2. Line ACD. Assume Q = 0.5 MGD (1.89 MLD).
(a) Pipe AC, 4,000 ft, l0 in.; s = 1.42; H = 1.42 × 4 = 5.7 ft (1.74 m).
(b) Pipe CD, 3,000 ft, 8 in.; s = 4.2; H = 4.2 × 3 = 12.6 ft (3.84 m).
(c) Total H = 5.7 + 12.6 = 18.3 ft (5.58 m).
(d) Equivalent length of 8 in. (200 mm) pipe: 1,000 × 18.3∕4.2 = 4,360 ft (1,329 m).
3. Equivalent line AD. Assume H = 8.4ft(2.56 m).
(a) Line ABD, 4,000 ft, 12 in.; s = 8.4∕4.00 = 2.1; Q = 1.00 MGD (3.785 MLD).
(b) Line ACD, 4360 ft, 8 in.; s = 8.4∕4.36 = 1.92; Q = 0.33 MGD (1.25 MLD).
(c) Total Q = 1 + 0.33 = 1.33 MGD (5.03 MLD).
(d) Equivalent length of 14 in. (350 mm) pipe: Q = 1.33, s = 1.68, 1,000 × 8.4∕1.68 = 5,000 ft (1,524 m).

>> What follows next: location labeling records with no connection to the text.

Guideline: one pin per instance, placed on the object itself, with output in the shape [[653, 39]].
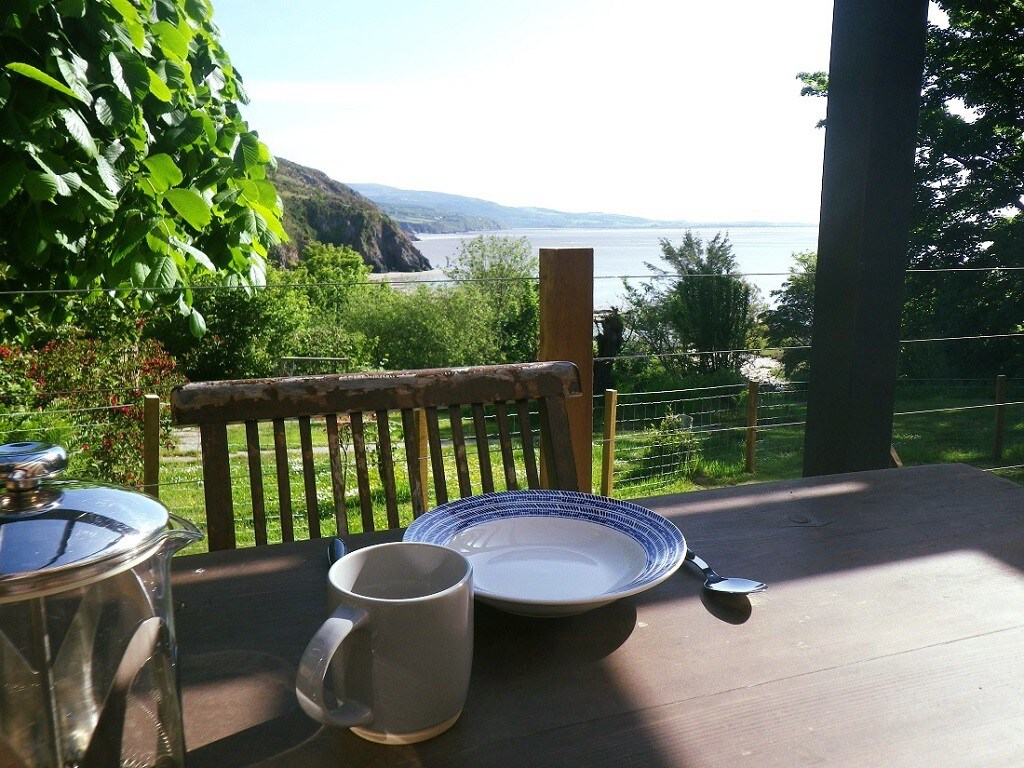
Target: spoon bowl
[[723, 585]]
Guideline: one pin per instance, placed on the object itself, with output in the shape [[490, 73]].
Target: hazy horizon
[[670, 111]]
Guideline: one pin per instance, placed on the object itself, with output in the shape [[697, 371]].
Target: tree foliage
[[969, 190], [505, 272], [788, 321], [680, 312], [124, 161]]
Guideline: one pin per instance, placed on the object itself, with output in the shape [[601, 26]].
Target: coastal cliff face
[[318, 208]]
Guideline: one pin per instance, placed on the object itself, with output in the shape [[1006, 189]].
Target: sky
[[672, 110]]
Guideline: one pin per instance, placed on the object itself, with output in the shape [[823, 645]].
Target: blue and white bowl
[[554, 552]]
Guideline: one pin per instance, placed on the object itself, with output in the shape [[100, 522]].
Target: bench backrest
[[427, 401]]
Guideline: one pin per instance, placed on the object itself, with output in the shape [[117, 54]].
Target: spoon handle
[[699, 562]]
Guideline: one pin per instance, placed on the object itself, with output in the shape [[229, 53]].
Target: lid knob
[[25, 465]]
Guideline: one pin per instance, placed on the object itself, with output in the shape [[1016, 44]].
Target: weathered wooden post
[[752, 424], [608, 443], [875, 77], [567, 334], [1000, 397], [151, 444], [421, 437]]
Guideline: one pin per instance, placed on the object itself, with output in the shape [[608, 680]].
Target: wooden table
[[891, 634]]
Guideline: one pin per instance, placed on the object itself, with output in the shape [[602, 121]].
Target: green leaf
[[165, 173], [164, 274], [197, 254], [11, 174], [132, 232], [128, 11], [267, 194], [114, 111], [41, 185], [75, 73], [197, 325], [72, 8], [249, 189], [130, 75], [139, 271], [109, 203], [136, 33], [173, 40], [79, 131], [190, 206], [41, 77], [110, 177], [247, 153], [208, 127], [159, 88]]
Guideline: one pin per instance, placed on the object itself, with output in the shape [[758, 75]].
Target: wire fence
[[665, 440]]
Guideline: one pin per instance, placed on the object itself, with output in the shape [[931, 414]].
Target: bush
[[669, 449], [505, 272], [95, 388], [698, 306], [424, 327], [124, 159]]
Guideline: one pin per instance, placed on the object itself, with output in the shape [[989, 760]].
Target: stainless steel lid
[[56, 535]]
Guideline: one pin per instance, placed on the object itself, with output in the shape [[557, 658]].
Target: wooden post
[[567, 334], [151, 444], [752, 424], [875, 77], [1000, 397], [420, 420], [608, 443]]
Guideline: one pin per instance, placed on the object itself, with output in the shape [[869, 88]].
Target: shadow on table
[[550, 692], [247, 621]]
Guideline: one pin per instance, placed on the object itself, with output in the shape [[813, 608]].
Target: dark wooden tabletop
[[891, 634]]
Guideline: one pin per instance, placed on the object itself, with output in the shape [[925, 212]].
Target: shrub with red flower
[[96, 385]]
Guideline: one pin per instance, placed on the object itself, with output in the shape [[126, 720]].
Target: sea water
[[764, 252]]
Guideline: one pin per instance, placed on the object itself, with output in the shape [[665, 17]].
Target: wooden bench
[[422, 397]]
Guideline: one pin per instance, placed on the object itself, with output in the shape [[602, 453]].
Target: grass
[[649, 459]]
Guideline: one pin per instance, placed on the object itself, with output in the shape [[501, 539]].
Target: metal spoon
[[723, 585]]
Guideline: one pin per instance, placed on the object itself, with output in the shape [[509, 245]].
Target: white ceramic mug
[[398, 643]]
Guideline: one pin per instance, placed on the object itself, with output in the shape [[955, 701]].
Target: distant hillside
[[438, 212], [316, 207]]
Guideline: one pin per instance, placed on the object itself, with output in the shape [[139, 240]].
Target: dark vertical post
[[752, 425], [1000, 417], [875, 78], [567, 334]]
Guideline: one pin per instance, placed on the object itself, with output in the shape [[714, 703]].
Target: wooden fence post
[[752, 424], [608, 443], [420, 420], [567, 334], [1000, 397], [151, 444]]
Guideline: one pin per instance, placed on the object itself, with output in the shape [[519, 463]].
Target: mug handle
[[314, 665]]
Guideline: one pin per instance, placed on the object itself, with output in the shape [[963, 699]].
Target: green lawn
[[648, 462]]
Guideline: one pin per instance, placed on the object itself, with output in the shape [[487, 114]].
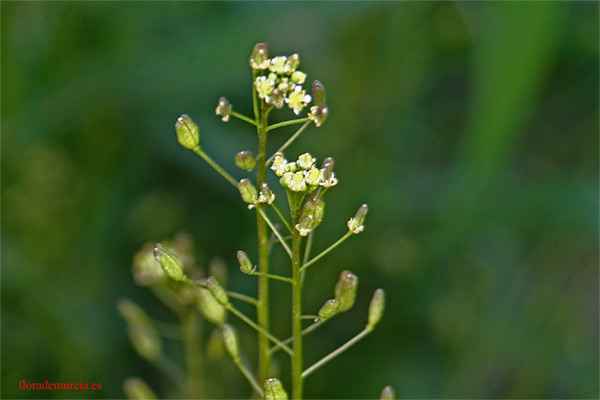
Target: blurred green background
[[470, 129]]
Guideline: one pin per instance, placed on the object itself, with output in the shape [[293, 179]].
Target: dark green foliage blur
[[470, 129]]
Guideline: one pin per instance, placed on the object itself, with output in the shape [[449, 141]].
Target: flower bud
[[259, 59], [137, 389], [230, 339], [248, 192], [210, 309], [345, 290], [266, 195], [188, 133], [274, 390], [223, 108], [245, 160], [169, 262], [387, 393], [143, 335], [318, 93], [245, 263], [217, 291], [319, 114], [376, 308], [356, 224], [329, 309]]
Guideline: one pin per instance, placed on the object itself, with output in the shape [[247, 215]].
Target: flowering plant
[[173, 276]]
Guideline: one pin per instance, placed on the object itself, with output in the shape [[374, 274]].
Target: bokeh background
[[471, 130]]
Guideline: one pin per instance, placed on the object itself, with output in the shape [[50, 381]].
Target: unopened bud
[[329, 309], [355, 224], [223, 108], [248, 192], [169, 262], [376, 308], [345, 290], [259, 59], [137, 389], [318, 93], [245, 263], [274, 390], [210, 309], [230, 339], [217, 291], [188, 133], [245, 160], [387, 393]]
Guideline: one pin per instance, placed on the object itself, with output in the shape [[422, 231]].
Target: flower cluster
[[278, 81], [302, 175]]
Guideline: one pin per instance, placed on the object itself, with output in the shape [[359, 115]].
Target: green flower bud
[[245, 160], [245, 263], [248, 192], [329, 309], [142, 334], [376, 308], [217, 291], [230, 339], [387, 393], [223, 108], [356, 224], [169, 262], [345, 290], [188, 133], [259, 59], [137, 389], [210, 309], [274, 390], [318, 93]]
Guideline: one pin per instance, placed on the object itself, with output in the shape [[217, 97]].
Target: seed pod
[[245, 160], [217, 291], [230, 339], [137, 389], [245, 263], [387, 393], [188, 133], [169, 262], [274, 390], [329, 309], [376, 308], [355, 224], [345, 290]]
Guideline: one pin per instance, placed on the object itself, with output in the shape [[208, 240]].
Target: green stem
[[242, 117], [289, 141], [198, 150], [327, 250], [296, 315], [336, 352], [275, 231], [287, 123], [260, 330]]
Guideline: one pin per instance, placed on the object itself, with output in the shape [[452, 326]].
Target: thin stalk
[[327, 250], [198, 150], [275, 231], [287, 123], [242, 117], [258, 328], [336, 352], [289, 141]]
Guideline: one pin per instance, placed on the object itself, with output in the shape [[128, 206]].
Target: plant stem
[[262, 309], [296, 314], [289, 141], [327, 250], [336, 352], [198, 150]]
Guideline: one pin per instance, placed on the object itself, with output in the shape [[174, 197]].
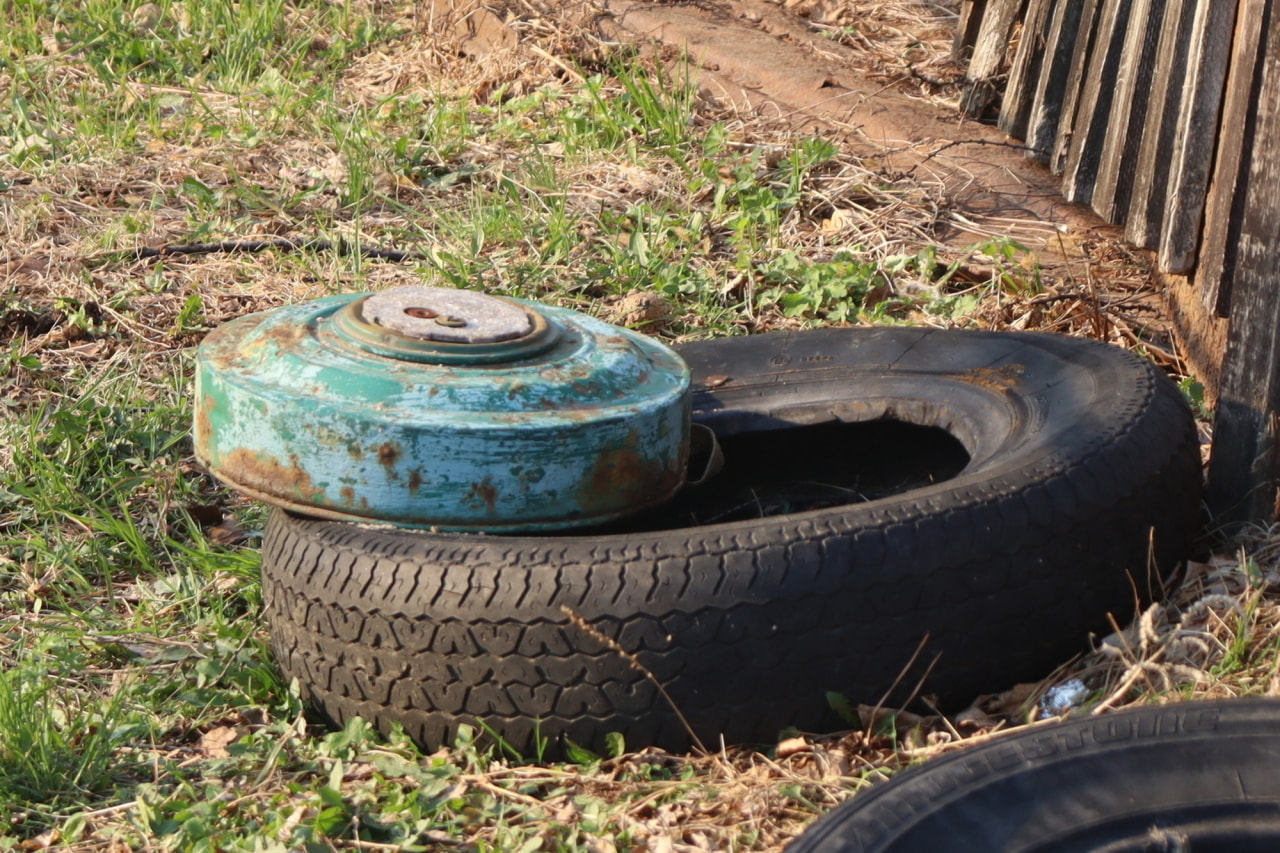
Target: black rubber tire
[[1083, 484], [1194, 778]]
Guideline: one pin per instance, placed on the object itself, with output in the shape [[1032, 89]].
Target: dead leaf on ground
[[214, 742]]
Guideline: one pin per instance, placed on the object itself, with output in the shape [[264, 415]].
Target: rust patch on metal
[[204, 428], [1000, 379], [266, 473], [625, 471], [387, 456], [484, 491], [284, 334]]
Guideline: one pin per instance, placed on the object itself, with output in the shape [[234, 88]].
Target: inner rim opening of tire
[[810, 466]]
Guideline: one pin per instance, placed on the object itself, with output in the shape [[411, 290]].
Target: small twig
[[928, 156], [901, 675], [640, 667]]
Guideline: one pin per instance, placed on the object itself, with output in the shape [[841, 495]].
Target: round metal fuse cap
[[434, 407]]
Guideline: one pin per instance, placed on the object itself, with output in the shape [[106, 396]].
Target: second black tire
[[1078, 487], [1194, 778]]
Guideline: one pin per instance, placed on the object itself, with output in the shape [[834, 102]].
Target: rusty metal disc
[[516, 416]]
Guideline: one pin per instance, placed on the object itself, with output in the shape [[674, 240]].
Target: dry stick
[[903, 675], [640, 667]]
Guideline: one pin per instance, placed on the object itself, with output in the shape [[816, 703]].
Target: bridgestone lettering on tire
[[1082, 488], [1194, 778]]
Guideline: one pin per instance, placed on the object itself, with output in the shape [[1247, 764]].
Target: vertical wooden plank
[[972, 12], [1197, 132], [1225, 205], [1051, 87], [1125, 123], [1243, 470], [1089, 133], [1147, 200], [1024, 73], [988, 55], [1082, 59]]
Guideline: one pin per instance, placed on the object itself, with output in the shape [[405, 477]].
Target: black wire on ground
[[250, 246]]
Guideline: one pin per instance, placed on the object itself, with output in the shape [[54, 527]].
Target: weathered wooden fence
[[1164, 115]]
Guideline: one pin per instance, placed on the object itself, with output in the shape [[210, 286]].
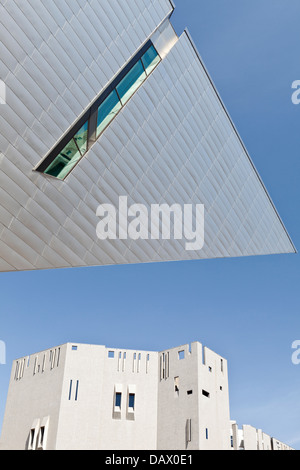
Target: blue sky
[[245, 309]]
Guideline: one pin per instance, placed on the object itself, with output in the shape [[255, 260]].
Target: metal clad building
[[167, 139]]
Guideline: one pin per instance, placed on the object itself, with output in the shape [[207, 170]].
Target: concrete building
[[104, 100], [250, 438], [89, 397]]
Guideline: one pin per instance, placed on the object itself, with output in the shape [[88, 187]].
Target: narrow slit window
[[131, 401], [77, 388], [133, 80], [75, 144], [70, 389], [118, 400], [150, 60]]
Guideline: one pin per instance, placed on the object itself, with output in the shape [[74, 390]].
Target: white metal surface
[[173, 142]]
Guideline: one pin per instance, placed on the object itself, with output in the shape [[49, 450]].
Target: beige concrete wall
[[34, 396], [209, 415]]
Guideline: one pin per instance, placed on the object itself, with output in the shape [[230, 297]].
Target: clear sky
[[247, 309]]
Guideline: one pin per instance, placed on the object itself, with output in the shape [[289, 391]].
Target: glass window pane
[[118, 400], [107, 111], [150, 59], [81, 138], [131, 82], [65, 161], [131, 400]]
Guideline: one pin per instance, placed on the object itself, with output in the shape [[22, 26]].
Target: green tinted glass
[[107, 111], [81, 138], [131, 82], [150, 60], [65, 161]]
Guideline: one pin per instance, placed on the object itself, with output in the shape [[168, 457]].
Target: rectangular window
[[76, 393], [65, 161], [150, 60], [133, 80], [131, 401], [107, 111]]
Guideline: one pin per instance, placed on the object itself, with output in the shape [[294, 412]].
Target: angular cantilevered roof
[[172, 143]]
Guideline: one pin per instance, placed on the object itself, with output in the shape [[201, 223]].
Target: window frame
[[91, 116]]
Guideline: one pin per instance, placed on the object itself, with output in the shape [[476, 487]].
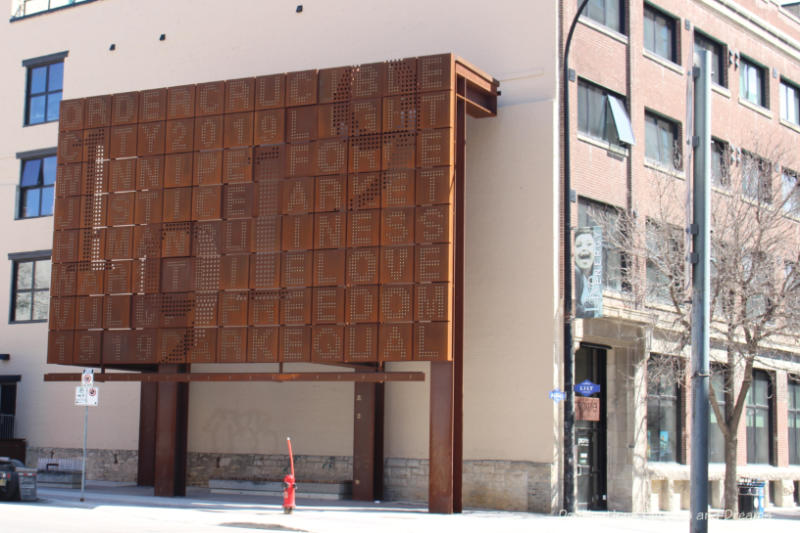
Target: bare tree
[[755, 273]]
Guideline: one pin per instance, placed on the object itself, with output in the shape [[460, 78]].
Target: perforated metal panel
[[292, 217]]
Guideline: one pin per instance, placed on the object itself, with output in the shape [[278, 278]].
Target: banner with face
[[588, 254]]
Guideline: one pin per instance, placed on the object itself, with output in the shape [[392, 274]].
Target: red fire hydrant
[[289, 485]]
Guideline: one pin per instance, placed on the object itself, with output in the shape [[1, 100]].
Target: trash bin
[[761, 497], [9, 481], [27, 484], [751, 498]]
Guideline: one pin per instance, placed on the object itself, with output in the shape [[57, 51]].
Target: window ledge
[[725, 190], [605, 30], [52, 10], [719, 89], [664, 62], [655, 165], [757, 108], [612, 149], [26, 125], [33, 217], [790, 125]]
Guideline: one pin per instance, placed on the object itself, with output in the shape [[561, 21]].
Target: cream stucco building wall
[[511, 313]]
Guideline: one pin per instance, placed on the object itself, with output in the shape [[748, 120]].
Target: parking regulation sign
[[86, 396], [87, 377]]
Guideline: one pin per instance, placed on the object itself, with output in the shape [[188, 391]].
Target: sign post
[[86, 394]]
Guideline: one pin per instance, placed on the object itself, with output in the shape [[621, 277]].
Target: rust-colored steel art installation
[[294, 217]]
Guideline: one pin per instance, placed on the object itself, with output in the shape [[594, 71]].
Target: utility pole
[[701, 245], [569, 362]]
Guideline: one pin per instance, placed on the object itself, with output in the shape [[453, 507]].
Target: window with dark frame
[[659, 33], [794, 420], [758, 419], [720, 163], [790, 102], [615, 260], [609, 13], [665, 258], [718, 57], [8, 406], [44, 88], [716, 439], [662, 143], [790, 190], [30, 298], [663, 408], [36, 186], [602, 115], [753, 83], [756, 177]]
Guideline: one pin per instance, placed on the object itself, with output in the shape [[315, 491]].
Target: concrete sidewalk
[[120, 508]]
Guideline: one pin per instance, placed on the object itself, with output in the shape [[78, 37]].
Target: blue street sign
[[557, 395], [587, 388]]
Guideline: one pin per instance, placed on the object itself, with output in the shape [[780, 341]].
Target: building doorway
[[590, 429]]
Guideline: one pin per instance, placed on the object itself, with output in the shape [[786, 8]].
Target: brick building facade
[[641, 54]]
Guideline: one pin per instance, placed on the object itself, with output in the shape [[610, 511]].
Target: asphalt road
[[118, 510]]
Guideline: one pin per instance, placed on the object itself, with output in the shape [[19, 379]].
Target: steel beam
[[186, 377], [440, 483], [368, 442], [147, 434], [170, 441]]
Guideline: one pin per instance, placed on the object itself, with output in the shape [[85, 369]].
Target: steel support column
[[368, 442], [441, 464], [171, 428], [446, 399], [148, 401]]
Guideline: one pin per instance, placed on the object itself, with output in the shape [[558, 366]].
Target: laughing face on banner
[[588, 273]]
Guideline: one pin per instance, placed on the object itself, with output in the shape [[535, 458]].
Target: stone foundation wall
[[257, 467], [488, 484], [107, 465]]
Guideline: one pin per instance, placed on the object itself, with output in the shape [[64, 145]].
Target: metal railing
[[24, 8], [6, 427]]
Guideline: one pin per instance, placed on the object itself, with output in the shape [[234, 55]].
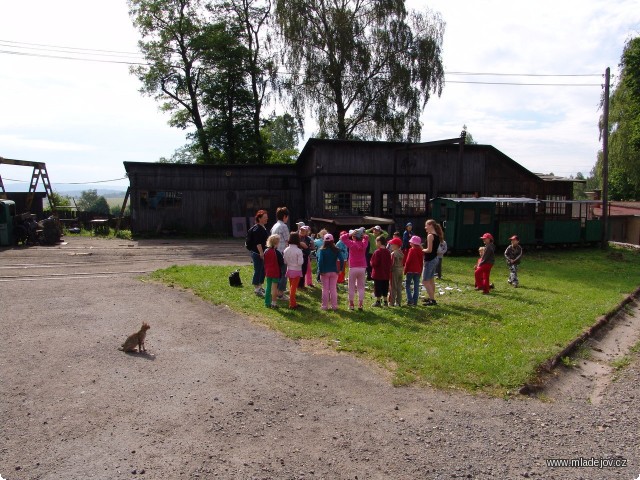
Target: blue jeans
[[258, 269], [282, 283], [413, 294]]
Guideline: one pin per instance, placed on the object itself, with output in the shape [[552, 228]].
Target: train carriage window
[[559, 208]]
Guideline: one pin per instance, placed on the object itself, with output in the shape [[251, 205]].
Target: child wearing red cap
[[381, 271], [330, 261], [485, 265], [397, 266], [412, 269]]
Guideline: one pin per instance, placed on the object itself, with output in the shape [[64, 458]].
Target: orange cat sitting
[[137, 338]]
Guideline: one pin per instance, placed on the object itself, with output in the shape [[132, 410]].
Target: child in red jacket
[[273, 262], [381, 271]]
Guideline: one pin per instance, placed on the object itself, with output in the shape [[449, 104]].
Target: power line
[[72, 183], [530, 84], [99, 52], [528, 74], [49, 46], [70, 58]]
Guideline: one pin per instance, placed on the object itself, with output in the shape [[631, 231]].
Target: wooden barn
[[331, 178]]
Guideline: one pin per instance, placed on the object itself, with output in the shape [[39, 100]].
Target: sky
[[84, 118]]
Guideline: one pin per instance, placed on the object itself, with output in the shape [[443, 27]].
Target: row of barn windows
[[346, 203]]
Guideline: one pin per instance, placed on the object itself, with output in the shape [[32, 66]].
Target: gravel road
[[218, 396]]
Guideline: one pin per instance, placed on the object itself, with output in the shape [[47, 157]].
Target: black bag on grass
[[234, 279]]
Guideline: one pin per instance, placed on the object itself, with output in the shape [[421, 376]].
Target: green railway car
[[536, 222]]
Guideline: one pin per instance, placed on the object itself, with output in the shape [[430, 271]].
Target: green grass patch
[[492, 343], [122, 234]]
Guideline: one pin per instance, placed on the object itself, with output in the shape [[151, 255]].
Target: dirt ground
[[217, 396]]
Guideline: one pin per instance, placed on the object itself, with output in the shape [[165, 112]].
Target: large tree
[[172, 44], [251, 18], [228, 100], [624, 128], [366, 67]]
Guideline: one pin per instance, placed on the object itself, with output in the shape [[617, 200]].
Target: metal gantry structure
[[39, 171]]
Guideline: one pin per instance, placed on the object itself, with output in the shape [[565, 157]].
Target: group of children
[[390, 266], [486, 253]]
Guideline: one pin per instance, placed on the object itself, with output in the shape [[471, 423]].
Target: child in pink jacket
[[358, 244]]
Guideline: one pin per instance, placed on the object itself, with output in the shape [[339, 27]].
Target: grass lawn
[[492, 343]]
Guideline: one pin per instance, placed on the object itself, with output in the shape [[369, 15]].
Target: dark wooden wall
[[212, 195], [209, 196]]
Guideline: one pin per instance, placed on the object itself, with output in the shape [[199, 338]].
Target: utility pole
[[605, 162]]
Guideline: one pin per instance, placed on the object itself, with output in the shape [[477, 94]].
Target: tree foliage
[[365, 67], [204, 65], [172, 44], [281, 135], [624, 128]]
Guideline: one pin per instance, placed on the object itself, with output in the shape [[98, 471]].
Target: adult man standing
[[281, 229], [257, 244]]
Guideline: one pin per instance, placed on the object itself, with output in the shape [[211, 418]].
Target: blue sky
[[85, 118]]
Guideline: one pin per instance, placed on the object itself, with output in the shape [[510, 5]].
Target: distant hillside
[[74, 191]]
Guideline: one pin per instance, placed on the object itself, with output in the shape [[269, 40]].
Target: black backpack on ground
[[234, 279]]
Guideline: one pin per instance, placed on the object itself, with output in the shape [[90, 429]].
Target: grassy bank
[[477, 342]]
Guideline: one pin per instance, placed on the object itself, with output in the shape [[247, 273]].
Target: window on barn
[[347, 203], [469, 216], [160, 199], [556, 208], [407, 204]]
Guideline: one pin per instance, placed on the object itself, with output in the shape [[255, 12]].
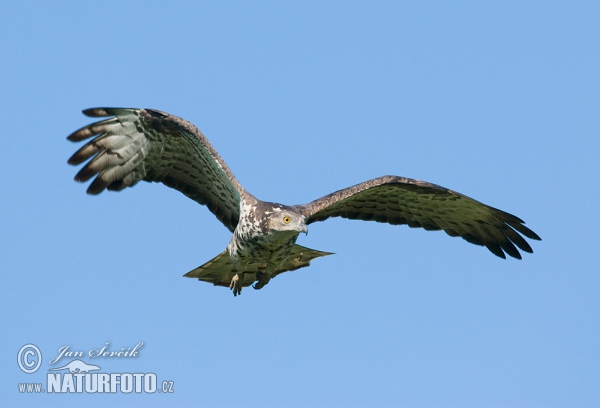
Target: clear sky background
[[497, 100]]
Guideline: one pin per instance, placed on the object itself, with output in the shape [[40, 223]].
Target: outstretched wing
[[399, 200], [149, 145]]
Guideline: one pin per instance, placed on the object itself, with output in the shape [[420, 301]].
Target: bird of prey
[[154, 146]]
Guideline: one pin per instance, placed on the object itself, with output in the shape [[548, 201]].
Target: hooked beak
[[304, 229]]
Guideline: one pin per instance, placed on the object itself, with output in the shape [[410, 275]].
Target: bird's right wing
[[400, 200], [149, 145]]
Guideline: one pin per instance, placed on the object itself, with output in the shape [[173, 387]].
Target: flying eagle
[[154, 146]]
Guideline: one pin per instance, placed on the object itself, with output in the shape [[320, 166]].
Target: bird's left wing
[[399, 200], [149, 145]]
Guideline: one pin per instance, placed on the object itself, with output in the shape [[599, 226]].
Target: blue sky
[[497, 100]]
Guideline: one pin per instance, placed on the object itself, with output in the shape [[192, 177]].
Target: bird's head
[[282, 219]]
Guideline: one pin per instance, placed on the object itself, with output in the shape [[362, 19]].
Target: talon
[[236, 285]]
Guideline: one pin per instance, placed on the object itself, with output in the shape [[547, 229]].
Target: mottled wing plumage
[[220, 270], [399, 200], [149, 145]]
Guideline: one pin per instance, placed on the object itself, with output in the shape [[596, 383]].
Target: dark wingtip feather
[[97, 186], [525, 231], [495, 249], [97, 112]]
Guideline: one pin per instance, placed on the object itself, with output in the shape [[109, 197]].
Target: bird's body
[[149, 145]]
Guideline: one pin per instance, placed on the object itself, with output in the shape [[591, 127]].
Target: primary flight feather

(e) Result: 5,000 ft of 14 in. (1,524 m of 350 mm) pipe.
Necessary calculations are as follows:
1. Because line ABD consists of two pipes in series, the losses of head created by a given flow of water are additive. Find,
therefore, from the Hazen–Williams diagram (Chapter 5 and/or Appendix 14) the frictional resistance s for some reasonable
flow (1 MGD or 3.78 MLD) (a) in pipe AB and (b) in pipe BD. Multiply these resistances by the length of pipe to obtain
the loss of head H. Add the two losses to find the total loss H = 8.4 ft (2.56 m). Line ABD, therefore, must carry 1 MGD
(3.78 MLD) with a total loss of head of 8.4 ft (2.56 m). Any pipe that will do this is an equivalent pipe. Because a 12 in.
(300 mm) pipe has a resistance s of 2.1‰ when it carries 1 MGD (3.78 MLD) of water, a 12 in. (300 mm) pipe, to be an
equivalent pipe, must be 1,000 × 8.4∕2.1 = 400 ft (122 m) long.
2. Proceed in the same general way with line ACD to find a length of 4360 ft (1329 m) for the equivalent 8 in. (200 mm) pipe.